Ambos se miran de reojo, teniendo sus mejillas demasiado sonrojadas y sus ojos brillando en vergüenza.
- Si sientes todo eso ¿por qué aceptaste ser novio de Sakumo en primer lugar?
- Ella siempre se me ha hecho una chica muy bonita, y siempre supe lo que sentía por mí. Cuando se me declaro me fue imposible rechazarla porque no quería lastimarla y pensé que con el tiempo tal vez llegue a verla como algo más que una amiga. –dice en un susurro que de no ser porque no hay mas ruidos y porque están cerca Momo no lo hubiera oído.
- Hubiera sido mejor hablarle con la verdad desde el principio. –dice resignado, para después soltar un profundo suspiro y Ryoma no dijo nada, pero estaba de acuerdo con él. – ¿Y Elea-san? ¿Ella que siente por ti? Al menos eres correspondido me imagino. –dice con seguridad, al verlos besándose seria lo mas lógico.
- No sé que siente ella por mí. –dice cortante y Momo lo mira incrédulo.
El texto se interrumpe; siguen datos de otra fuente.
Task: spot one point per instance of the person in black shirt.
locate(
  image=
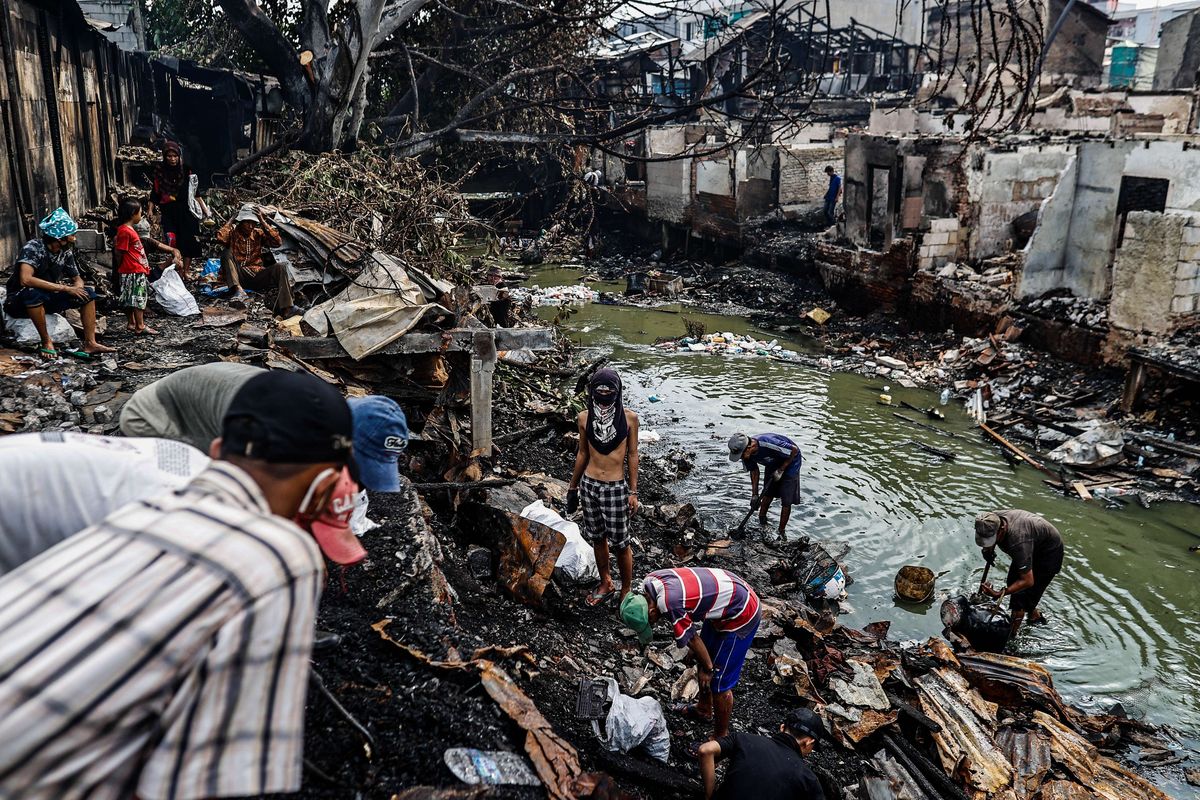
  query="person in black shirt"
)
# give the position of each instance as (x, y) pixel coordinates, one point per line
(767, 768)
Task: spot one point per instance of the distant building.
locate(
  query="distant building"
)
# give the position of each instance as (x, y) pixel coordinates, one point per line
(1077, 54)
(1179, 52)
(1144, 25)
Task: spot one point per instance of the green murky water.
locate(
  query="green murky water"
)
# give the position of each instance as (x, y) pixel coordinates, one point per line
(1126, 609)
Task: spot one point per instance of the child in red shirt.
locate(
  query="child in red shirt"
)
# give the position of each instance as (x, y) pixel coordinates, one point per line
(132, 266)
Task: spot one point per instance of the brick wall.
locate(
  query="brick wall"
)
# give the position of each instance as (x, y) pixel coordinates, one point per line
(802, 178)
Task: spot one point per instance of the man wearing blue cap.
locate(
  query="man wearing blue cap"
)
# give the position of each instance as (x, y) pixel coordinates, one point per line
(381, 435)
(190, 404)
(46, 281)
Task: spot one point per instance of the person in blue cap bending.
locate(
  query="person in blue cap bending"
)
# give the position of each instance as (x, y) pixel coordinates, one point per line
(190, 404)
(46, 281)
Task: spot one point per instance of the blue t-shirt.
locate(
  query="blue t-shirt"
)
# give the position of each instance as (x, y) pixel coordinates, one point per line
(834, 187)
(773, 452)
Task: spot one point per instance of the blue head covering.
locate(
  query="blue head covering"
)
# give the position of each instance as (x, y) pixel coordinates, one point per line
(381, 434)
(59, 224)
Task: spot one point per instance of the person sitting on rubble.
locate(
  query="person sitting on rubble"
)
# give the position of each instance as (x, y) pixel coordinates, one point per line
(37, 286)
(1036, 549)
(190, 405)
(766, 768)
(607, 438)
(165, 653)
(243, 262)
(729, 608)
(780, 459)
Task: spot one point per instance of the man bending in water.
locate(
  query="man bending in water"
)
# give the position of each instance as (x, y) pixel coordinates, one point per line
(607, 434)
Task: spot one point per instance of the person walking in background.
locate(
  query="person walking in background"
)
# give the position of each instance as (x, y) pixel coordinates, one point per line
(132, 268)
(173, 190)
(832, 194)
(36, 287)
(607, 437)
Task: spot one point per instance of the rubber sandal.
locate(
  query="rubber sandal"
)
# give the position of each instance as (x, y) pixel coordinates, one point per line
(689, 710)
(593, 600)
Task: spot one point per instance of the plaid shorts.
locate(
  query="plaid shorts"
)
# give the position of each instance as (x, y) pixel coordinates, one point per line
(605, 511)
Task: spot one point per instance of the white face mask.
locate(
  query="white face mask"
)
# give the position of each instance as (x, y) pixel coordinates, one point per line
(312, 491)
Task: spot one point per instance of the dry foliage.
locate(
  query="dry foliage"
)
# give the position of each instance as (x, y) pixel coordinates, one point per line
(394, 204)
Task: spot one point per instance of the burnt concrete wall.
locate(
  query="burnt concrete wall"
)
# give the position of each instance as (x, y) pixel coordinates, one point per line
(1144, 272)
(1179, 53)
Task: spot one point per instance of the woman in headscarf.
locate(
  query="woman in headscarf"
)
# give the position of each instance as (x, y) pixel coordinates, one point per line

- ¡Pero los vi besándose! ¡Vi las marcas en tu torso en las duchas, eso significa que han sido más que besos los que se han dado! –dice alterado, apuntando su torso como si quisiera afirmar lo de las marcas. – ¡Lo que significa que ella te ama! ¿O no me dirás que esas marcas te las hizo otra mujer? No soy tonto y se que no son marcas de golpes de pelotas.
- Momo-senpai solo he estado con Elea, además no siempre se tiene que amar a alguien para hacer esas cosas. –Ryoma lo mira con ojos entrecerrados y le habla como si de un niño de cinco años se tratara, haciendo que el pelinegro lo mire ofendido a la vez que se sonrojo ante la vergüenza.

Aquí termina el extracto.